On June 17, 2017, a historic homecoming was held for Hōkūleʻa and the Mālama Honua Worldwide Voyage at Magic Island. After sailing 42,000 miles around the world, the legendary canoe was received by nearly 50,000 people on O‛ahu. The celebrations continued throughout the week, including a Mālama Honua Summit held at the Hawai‛i Convention Center June 18–20.
College of Education (COE) students, faculty, and staff participated with presentations, games, and interactive activities. The public event drew steady attendance from families, school groups, educators, and other community members. Exhibits included a wide range of COE programs and projects.
- Center on Disability Studies (CDS) featured five Native Hawaiian P–20 education projects and provided fun math and science activities for all ages.
- Curriculum Research & Development Group (CRDG) offered publications on voyaging, the history of Hawai‛i, and Hawai‛i’s natural environment, selling out of one of their original publications on wayfinding.
- Department of Curriculum Studies (EDCS) STEMS² cohort 2 students presented posters of their master’s thesis work and place/culture- based projects; Wai‛anae Coast teachers in the Transforming Teaching project illustrated how culturally sustaining science leads to higher student engagement and learning; and Ethnomathematics and STEM Institute statewide teachers presented activities to engage community members from keiki to kupuna.
- Department of Learning Design and Technology (LTEC) demonstrated virtual reality examples, including a navigation experience on the Hōkūleʻa, in collaboration with CRDG.
- Office of Student Academic Services (OSAS) provided information on all of the COE’s programs.

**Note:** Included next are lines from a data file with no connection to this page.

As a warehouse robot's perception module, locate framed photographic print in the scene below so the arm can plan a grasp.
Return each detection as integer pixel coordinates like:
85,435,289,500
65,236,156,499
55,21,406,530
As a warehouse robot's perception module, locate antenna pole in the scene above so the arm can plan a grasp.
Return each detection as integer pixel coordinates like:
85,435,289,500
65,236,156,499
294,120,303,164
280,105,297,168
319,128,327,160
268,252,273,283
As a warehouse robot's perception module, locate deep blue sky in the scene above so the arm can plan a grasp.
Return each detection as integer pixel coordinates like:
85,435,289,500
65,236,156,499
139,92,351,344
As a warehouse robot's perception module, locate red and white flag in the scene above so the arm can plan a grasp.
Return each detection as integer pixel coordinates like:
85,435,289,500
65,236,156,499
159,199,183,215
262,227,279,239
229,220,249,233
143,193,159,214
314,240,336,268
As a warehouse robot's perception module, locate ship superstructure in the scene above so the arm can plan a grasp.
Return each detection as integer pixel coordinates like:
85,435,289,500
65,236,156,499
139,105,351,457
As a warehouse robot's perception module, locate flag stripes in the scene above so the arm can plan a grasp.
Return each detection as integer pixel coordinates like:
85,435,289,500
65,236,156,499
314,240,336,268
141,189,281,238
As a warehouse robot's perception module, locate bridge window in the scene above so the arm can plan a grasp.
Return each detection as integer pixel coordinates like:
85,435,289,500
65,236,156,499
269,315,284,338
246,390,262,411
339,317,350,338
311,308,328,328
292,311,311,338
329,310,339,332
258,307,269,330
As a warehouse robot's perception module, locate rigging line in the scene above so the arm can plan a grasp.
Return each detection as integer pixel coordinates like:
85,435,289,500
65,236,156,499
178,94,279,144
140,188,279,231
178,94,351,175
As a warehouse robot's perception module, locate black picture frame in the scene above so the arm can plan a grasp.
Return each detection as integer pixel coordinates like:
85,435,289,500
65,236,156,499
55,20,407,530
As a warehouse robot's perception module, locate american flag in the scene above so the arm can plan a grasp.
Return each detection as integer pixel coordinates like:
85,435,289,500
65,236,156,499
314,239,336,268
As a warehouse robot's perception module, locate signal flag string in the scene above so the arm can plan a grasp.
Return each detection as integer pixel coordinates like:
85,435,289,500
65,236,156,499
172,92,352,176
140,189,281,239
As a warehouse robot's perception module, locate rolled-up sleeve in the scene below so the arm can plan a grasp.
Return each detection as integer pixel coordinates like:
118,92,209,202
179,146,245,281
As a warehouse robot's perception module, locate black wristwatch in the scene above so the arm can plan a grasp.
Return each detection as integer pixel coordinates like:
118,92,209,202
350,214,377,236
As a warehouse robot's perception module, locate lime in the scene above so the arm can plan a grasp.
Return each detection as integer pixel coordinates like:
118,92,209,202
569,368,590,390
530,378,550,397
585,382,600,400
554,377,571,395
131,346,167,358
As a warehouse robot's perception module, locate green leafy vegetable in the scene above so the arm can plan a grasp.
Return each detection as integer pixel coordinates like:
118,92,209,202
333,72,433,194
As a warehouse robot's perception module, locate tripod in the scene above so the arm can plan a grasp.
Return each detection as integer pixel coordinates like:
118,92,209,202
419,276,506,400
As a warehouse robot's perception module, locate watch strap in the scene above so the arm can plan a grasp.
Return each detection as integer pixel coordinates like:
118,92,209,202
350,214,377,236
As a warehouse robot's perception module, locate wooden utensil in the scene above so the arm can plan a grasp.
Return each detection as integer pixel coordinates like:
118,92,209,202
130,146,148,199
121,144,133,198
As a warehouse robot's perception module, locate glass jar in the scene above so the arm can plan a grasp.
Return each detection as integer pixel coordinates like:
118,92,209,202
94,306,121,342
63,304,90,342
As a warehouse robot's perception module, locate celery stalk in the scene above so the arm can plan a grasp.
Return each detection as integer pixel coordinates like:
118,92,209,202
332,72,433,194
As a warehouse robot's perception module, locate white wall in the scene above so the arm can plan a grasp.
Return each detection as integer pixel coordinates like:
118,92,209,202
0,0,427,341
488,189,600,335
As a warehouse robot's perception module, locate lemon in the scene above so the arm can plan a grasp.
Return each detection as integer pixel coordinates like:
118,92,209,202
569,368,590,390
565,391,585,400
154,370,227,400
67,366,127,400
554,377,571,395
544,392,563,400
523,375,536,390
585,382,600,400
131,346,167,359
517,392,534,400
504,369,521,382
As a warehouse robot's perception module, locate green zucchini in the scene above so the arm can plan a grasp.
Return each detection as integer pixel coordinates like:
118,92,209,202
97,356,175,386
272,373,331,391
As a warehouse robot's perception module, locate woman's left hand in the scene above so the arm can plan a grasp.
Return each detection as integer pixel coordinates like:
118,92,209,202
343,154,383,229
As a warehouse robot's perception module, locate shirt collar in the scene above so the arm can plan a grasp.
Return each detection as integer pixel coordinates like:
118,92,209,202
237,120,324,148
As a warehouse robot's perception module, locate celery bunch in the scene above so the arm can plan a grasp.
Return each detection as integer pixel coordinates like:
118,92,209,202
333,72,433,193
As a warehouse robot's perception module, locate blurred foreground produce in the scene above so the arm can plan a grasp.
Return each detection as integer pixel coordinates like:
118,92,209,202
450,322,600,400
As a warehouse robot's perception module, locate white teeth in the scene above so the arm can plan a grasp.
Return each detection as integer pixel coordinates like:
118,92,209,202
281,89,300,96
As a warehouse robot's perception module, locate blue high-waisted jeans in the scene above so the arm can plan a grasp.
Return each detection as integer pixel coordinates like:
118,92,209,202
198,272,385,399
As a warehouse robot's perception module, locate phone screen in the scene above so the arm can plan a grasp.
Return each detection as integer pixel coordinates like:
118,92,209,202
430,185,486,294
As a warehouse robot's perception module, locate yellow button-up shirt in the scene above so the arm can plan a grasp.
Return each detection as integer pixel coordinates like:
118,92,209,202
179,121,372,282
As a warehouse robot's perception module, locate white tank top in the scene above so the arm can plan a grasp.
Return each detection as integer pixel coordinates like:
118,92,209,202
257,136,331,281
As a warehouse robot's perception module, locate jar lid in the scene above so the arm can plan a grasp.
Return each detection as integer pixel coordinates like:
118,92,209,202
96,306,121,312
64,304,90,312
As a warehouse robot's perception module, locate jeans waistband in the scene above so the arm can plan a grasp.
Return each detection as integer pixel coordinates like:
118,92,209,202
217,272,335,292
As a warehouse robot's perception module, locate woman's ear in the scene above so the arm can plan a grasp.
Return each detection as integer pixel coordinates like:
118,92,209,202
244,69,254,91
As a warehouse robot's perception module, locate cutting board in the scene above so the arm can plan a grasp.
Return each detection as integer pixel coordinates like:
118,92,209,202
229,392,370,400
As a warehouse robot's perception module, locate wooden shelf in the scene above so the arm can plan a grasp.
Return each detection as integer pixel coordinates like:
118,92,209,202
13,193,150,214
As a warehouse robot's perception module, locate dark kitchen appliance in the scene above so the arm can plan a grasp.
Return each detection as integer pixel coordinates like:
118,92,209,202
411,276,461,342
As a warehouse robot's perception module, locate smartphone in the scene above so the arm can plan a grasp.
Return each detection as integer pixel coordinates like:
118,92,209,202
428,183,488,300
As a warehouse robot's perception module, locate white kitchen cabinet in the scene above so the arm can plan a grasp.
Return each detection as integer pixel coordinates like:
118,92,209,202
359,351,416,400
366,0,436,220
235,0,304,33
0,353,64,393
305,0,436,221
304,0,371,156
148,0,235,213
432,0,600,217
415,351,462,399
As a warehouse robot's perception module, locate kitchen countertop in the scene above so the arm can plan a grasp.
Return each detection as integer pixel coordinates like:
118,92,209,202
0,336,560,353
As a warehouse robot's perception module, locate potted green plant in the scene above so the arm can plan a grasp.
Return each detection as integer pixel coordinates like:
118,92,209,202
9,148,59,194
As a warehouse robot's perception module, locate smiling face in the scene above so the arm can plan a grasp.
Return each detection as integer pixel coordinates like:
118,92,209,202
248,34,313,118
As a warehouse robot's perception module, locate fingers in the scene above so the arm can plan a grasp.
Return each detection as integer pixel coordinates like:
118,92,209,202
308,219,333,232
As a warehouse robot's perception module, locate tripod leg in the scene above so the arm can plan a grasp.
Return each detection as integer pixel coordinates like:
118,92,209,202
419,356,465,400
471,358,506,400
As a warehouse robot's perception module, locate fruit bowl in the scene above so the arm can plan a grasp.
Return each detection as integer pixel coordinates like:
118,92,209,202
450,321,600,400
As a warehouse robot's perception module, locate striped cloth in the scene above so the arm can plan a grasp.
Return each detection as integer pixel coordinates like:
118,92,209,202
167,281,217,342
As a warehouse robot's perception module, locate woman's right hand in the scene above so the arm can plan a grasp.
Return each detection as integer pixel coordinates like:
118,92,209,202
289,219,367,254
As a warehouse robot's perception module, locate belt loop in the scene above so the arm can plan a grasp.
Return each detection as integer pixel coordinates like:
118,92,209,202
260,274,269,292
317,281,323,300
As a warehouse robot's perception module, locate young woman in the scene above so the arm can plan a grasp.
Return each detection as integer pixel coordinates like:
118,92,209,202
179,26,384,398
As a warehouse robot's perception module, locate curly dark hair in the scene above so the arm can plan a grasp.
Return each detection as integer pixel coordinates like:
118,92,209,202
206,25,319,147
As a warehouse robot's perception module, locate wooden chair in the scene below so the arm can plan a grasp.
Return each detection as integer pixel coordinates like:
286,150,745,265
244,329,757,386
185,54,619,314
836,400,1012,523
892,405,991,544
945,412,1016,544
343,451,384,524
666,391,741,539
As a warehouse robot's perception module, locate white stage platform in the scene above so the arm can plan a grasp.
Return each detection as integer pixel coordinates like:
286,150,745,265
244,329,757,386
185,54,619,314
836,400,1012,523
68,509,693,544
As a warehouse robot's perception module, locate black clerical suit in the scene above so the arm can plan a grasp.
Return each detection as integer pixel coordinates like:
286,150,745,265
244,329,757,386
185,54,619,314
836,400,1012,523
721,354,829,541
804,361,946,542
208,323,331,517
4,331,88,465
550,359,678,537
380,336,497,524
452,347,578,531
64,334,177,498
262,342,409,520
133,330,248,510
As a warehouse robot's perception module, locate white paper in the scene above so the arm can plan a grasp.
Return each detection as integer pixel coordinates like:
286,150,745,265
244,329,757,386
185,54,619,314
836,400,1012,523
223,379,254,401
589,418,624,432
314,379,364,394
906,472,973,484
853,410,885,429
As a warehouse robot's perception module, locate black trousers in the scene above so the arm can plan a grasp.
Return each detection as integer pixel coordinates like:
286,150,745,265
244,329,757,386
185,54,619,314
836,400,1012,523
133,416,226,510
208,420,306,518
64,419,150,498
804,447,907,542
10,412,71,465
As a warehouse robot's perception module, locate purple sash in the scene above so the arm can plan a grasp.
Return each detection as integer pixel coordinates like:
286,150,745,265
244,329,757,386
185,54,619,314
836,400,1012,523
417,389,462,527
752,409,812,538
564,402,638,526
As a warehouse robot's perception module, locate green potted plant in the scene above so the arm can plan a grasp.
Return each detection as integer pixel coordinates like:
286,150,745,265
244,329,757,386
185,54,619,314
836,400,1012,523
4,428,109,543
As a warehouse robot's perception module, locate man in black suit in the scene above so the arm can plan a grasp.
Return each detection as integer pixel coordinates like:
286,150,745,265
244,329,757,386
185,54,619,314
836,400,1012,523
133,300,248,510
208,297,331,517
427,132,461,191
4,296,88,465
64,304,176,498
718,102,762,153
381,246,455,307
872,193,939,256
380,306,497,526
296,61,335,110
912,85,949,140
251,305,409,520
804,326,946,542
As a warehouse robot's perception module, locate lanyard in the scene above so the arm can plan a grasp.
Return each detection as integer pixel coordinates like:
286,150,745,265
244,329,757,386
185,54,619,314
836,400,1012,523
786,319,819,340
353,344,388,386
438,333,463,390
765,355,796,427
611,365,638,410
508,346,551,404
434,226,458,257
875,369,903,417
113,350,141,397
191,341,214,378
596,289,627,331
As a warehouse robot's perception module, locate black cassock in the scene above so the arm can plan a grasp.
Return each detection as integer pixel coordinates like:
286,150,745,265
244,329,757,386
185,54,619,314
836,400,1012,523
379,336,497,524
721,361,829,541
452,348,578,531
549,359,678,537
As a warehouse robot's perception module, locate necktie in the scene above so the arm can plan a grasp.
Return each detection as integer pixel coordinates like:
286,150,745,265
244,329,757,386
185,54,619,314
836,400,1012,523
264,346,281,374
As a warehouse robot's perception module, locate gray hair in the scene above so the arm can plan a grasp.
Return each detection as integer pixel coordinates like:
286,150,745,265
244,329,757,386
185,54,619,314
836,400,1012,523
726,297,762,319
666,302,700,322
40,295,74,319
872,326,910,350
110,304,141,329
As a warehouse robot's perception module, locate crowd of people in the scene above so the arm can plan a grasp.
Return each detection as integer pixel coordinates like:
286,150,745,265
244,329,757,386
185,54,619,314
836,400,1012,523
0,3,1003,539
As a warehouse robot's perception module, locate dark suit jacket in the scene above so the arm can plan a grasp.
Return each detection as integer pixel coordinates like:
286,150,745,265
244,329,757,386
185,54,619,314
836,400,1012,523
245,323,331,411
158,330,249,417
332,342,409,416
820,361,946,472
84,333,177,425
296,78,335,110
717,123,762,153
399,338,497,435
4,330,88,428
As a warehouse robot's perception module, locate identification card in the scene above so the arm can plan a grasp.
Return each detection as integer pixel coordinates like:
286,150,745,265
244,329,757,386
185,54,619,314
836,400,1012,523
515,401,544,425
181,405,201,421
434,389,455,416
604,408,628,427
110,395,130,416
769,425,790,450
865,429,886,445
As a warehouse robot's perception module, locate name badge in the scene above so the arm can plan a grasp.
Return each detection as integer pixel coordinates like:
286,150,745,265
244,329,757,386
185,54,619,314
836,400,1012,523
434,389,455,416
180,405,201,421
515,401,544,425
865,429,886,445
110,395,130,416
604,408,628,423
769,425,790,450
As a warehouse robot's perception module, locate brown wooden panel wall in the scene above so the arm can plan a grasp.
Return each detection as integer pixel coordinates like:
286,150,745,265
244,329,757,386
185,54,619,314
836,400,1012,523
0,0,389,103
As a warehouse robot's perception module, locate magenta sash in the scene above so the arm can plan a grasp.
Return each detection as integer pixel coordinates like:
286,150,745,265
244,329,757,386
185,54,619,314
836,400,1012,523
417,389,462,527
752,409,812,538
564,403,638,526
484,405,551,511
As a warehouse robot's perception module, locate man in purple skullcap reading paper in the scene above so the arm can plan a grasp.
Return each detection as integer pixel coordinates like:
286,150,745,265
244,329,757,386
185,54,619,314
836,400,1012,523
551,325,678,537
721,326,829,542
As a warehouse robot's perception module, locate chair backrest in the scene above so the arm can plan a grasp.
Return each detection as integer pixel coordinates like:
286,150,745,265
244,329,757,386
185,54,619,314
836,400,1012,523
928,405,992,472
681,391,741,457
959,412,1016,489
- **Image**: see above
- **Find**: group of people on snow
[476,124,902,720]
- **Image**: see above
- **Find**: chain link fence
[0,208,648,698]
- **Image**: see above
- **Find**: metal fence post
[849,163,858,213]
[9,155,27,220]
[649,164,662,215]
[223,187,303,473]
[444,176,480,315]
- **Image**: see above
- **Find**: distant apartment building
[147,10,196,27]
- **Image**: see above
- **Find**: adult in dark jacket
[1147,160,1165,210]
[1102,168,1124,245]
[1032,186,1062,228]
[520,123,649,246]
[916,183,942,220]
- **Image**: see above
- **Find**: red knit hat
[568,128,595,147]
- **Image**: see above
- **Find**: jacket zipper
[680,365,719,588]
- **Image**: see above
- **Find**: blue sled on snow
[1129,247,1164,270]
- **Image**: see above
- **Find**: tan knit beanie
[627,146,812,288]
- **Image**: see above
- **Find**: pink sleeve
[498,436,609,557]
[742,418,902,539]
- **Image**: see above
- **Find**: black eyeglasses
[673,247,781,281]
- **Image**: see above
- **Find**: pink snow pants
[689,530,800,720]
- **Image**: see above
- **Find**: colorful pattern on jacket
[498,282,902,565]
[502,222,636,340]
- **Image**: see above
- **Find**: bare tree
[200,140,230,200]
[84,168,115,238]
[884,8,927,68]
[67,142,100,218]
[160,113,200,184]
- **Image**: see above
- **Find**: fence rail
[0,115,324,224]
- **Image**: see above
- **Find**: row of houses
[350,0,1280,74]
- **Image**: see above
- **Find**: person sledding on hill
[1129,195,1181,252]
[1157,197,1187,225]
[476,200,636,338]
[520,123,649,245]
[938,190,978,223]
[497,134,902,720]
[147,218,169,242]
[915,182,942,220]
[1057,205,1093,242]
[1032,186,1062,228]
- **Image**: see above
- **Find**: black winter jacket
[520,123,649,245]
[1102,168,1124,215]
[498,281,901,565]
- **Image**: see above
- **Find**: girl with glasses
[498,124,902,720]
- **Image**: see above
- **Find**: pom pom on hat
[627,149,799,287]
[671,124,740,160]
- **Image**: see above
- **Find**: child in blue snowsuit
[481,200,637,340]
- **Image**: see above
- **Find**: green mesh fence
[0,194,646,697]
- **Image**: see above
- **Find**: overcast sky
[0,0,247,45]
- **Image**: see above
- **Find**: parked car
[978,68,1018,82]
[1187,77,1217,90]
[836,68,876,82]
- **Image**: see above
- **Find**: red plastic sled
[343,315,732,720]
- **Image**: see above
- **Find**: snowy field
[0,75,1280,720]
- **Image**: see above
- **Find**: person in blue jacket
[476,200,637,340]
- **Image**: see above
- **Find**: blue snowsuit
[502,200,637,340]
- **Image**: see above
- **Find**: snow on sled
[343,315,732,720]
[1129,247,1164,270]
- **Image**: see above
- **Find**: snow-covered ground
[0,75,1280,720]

For the last three years, the COE has been committed to the Mālama Honua Worldwide Voyage and Promise to Children through the classroom, educational outreach, publications, and other college-community events. Two of the COE’s faculty members – Tara O’Neill, Director of the Institute for Teacher Education Secondary Program and the Curriculum Studies STEMS² master’s concentration, and Linda Furuto, Professor of Mathematics Education and Director of the Ethnomathematics and STEM Institute – were also part of the actual voyage. O’Neill served as a crew member on leg 9 of the voyage, and Furuto served as a crew member on legs from Hawai‘i to Tahiti, American Sāmoa, Sāmoa, Olohega (Swain’s Island), Aotearoa (New Zealand), South Africa, Virginia, Washington, D.C., New York City, and the Hawaiian Islands back home from Kawaihae to Kaho‛olawe to Kalaupapa to O‘ahu.
Reflections from the Last Leg of the Voyage
“Three years, 42,000 nautical miles, and 150 ports later, I take a deep breath and slowly exhale as I reflect on the intensity and immensity of stringing the final pua of lei ka‘apuni honua “a lei around the world” on the Mālama Honua Worldwide Voyage. I feel my heart pulsating to a steadfast rhythm as we prepare the educational wa‘a to move forward on the next voyage. I reverently promise I will be a strong link in the intergenerational chain to honor our kupuna and help raise our keiki. From leg 1 (Hawai‘i to Tahiti) to leg 32 homecoming (Kawaihae to Kaho‛olawe to Kalaupapa to O‘ahu), I have felt these strong presences with each swell, squall, sunshine, and rainbow. Mahalo nui mama Hōkūle’a for gently and powerfully shaping our paths, guiding our course lines, and reminding me over and over again that we are never alone. May we be stewards of the land, protectors of peace, and caretakers of island earth as we walk in the footsteps of our ancestors” (Linda Furuto).